Betty Jane Henry died at her home in Wellington, Florida, on Sunday, September 5, at the age of 93. She and her husband, Bob, co-founded the National Hemophilia Foundation (NHF) in 1948. Their son, Lee, was born in 1941 but was not diagnosed with hemophilia until he experienced an abdominal bleed 14 months later.
The Henrys started NHF to provide resources and support to other families dealing with the disorder. Initially, the foundation was run out of Bob’s law office in Manhattan. To raise money for the fledgling foundation and its research wing, they held the Fall Frolics, a series of fundraisers that included dancing at the St. Regis Hotel in New York City. In 1954, they gathered the first group of physicians, forming the Medical and Scientific Advisory Council (MASAC), which would make recommendations on treatment and other issues for people with bleeding disorders.

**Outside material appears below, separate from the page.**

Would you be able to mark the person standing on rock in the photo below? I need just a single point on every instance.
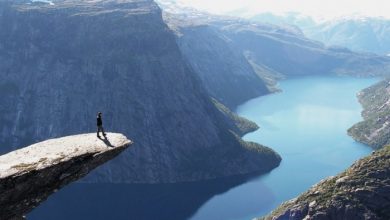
(99, 123)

Betty Jane was born July 31, 1917, in New York. She was an accomplished equestrian, having competed in jumping contests at age 13 and then progressing to gaited horse events. She met her future husband, Robert Lee Henry, at a horse show on Long Island. Betty Jane also competed in the National Horse Show before becoming a licensed judge at 19. In 1996, the organization honored her as a “living legend.” The Henrys helped establish the United States Equestrian Team.
A few years ago, Betty Jane picked up a new hobby, dancing. She performed in a dance show in 2009, when she was 92 years old.
Betty Jane was preceded in death by her husband, Bob, and her son, Lee, who died in 1963 at age 21 from complications of a bleed. She is survived by her brother, Fred Ferguson, a niece, a nephew, a grand-niece and two grand-nephews.
In lieu of flowers, donations can be made to the National Hemophilia Foundation, 116 West 32nd Street, 11th Floor, New York, NY, 10001 or to the National Horse Show Association, P.O. Box 386, Greenvale, NY, 11548. A memorial service was held in Wellington, Florida, with interment in the family plot in Cold Spring Harbor, New York.